Cybercash Inc. announced agreements to make its Internet payment system available in Europe.

Cybercash's "electronic wallet," which lets customers use credit cards to buy goods via the Internet, would be offered to Europeans later this year through two transaction processing companies. The wallet is currently available only in the United States.

Sligos, a Paris-based payment service provider, announced plans to market Cybercash's product in France, Germany, the United Kingdom, and Ireland.

Point Transaction Systems of Oslo, Norway, said it will make the Cybercash wallet available in Sweden by this summer.

"This is the beginning of a series of international announcements we'll be putting out," said Magdalena Yesil, Cybercash's vice president of marketing.

The partnerships, Ms. Yesil said, "go to show that the Internet is a global environment."

The announcements also tighten the race to provide payment services over that huge, global web of computer networks. Digicash of Amsterdam, the developer of the Ecash digital money system, announced an alliance last week with a European Internet service provider, making its product available, initially, in Finland. Digicash has also licensed its system in Sweden and to Mark Twain Bancshares in St. Louis.

Reston, Va.-based Cybercash, which made its initial public stock offering last month, would be competing more directly with Digicash later this year when it expects to enhance its electronic wallet technology with digital "coins." Digicash's Ecash is coin-based.

Jacques Maugin, who heads the Internet development division at Sligos, said his company was attracted to that forthcoming digital cash capability.

Sligos is one of Europe's leading bank card and payment services companies, with more than 6,000 employees.

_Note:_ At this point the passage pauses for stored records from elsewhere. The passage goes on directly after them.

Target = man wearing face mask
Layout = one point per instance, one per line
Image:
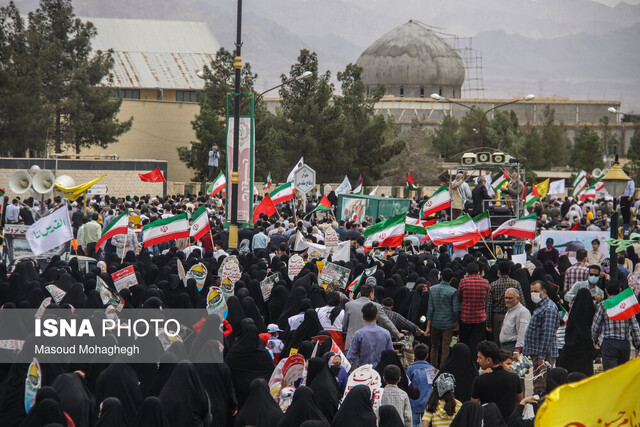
(540, 341)
(591, 283)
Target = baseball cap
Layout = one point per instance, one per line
(273, 328)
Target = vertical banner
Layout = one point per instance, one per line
(245, 167)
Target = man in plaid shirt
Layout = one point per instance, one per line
(472, 293)
(578, 272)
(615, 334)
(540, 341)
(496, 307)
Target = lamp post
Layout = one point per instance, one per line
(304, 76)
(484, 116)
(615, 182)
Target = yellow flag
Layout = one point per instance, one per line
(543, 187)
(612, 399)
(73, 193)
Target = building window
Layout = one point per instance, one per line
(186, 96)
(127, 93)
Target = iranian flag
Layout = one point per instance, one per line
(217, 185)
(199, 223)
(163, 230)
(283, 193)
(118, 225)
(459, 230)
(579, 182)
(483, 224)
(411, 185)
(387, 233)
(501, 180)
(269, 182)
(524, 228)
(622, 306)
(414, 225)
(440, 200)
(323, 205)
(532, 197)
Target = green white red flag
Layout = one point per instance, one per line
(387, 233)
(217, 185)
(440, 200)
(118, 225)
(199, 223)
(524, 228)
(622, 306)
(163, 230)
(283, 193)
(460, 230)
(411, 185)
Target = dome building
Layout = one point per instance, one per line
(412, 61)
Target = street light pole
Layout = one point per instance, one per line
(233, 227)
(484, 116)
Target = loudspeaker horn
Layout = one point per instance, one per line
(20, 182)
(43, 182)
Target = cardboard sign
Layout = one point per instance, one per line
(331, 238)
(199, 273)
(216, 304)
(266, 286)
(368, 376)
(333, 272)
(296, 263)
(124, 278)
(293, 369)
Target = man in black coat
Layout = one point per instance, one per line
(479, 195)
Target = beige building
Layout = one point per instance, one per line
(155, 72)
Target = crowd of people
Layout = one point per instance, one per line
(450, 337)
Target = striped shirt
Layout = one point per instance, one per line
(440, 418)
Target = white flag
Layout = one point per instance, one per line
(556, 187)
(298, 165)
(344, 187)
(49, 232)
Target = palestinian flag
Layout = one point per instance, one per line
(323, 205)
(283, 193)
(358, 189)
(579, 182)
(118, 225)
(199, 223)
(440, 200)
(387, 233)
(533, 197)
(217, 185)
(524, 228)
(414, 225)
(411, 185)
(269, 182)
(459, 230)
(163, 230)
(622, 306)
(266, 206)
(353, 286)
(501, 181)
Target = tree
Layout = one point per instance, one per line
(210, 124)
(587, 150)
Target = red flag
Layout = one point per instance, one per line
(266, 206)
(153, 176)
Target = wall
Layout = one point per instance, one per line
(122, 175)
(159, 128)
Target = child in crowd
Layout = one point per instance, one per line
(392, 395)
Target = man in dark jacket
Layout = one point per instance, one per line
(479, 195)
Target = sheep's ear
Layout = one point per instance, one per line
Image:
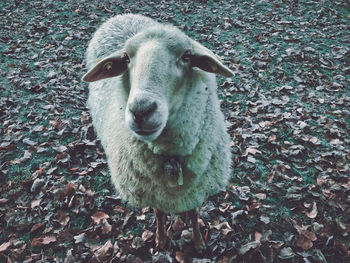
(206, 60)
(111, 66)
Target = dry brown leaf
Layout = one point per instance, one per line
(98, 217)
(180, 256)
(313, 212)
(5, 246)
(43, 240)
(35, 203)
(147, 235)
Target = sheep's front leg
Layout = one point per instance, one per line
(197, 239)
(161, 237)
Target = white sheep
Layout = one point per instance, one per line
(155, 109)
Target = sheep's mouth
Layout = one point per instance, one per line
(145, 133)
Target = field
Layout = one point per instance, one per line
(287, 107)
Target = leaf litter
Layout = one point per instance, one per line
(287, 108)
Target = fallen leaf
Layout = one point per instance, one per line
(5, 246)
(313, 212)
(249, 246)
(98, 217)
(43, 240)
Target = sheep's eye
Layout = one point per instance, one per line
(126, 58)
(186, 57)
(108, 65)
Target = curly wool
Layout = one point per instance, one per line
(195, 133)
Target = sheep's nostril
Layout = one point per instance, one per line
(143, 110)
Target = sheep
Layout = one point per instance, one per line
(153, 102)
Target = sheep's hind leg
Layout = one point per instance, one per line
(197, 239)
(161, 237)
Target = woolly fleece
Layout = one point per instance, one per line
(195, 133)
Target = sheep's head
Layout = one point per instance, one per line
(157, 63)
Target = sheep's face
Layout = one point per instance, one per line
(159, 62)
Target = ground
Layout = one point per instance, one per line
(287, 108)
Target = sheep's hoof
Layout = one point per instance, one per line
(173, 169)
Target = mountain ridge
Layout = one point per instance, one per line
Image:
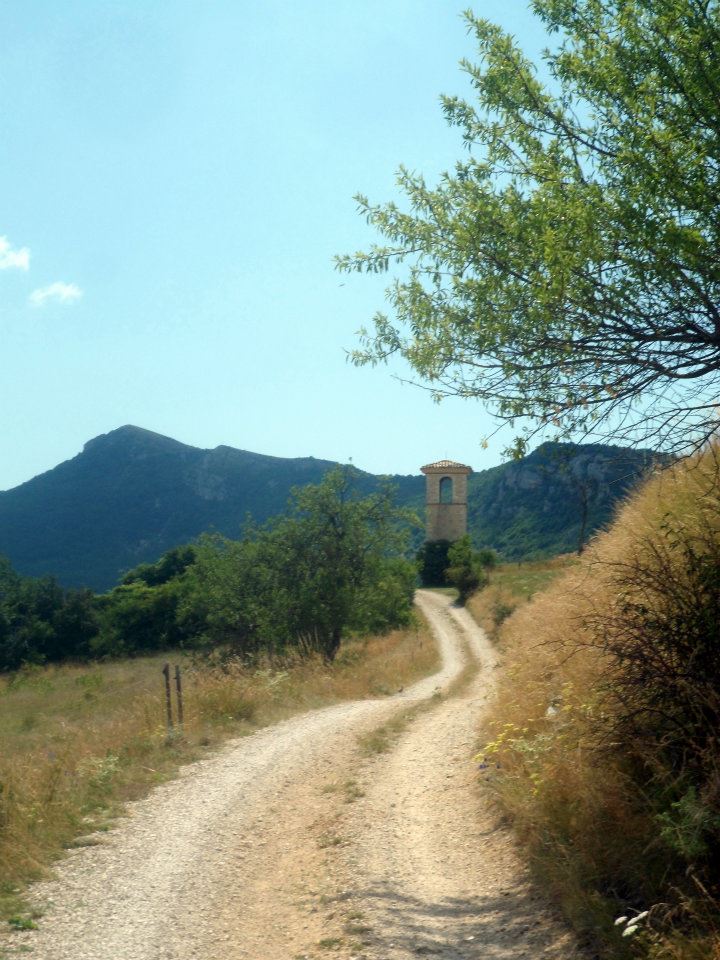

"We have no solutions for micropayments, so our offerings are complementary," Mr. Maugin said.

He said Sligos also chose Cybercash because the companies agree that "we are not banks and we do not want to interfere in the relationship between bank and customer."

Anders Thell, manager of development and marketing for Point Transaction Systems' subsidiary in Sweden, echoed Mr. Maugin's view, saying that his company prefers "the already-available infrastructure for card payments and the banking infrastructure."

A Stockholm-based affiliate, Point Scandinavia, is testing a smart card- based electronic purse system in Sweden. The company's venture with Cybercash will be its first payment foray onto the Internet, Mr. Thell said.

He said his company passed over Digicash's Ecash because it "creates a new environment." He predicted Digicash would not do well in Scandinavia.

Ms. Yesil of Cybercash said Digicash has "a very different business model" and is not a direct competitor. While Digicash has developed a micropayment system that accommodates small transfers of digital cash, Cybercash has plans to offer credit card, coin, and check options through its wallet, Ms. Yesil said.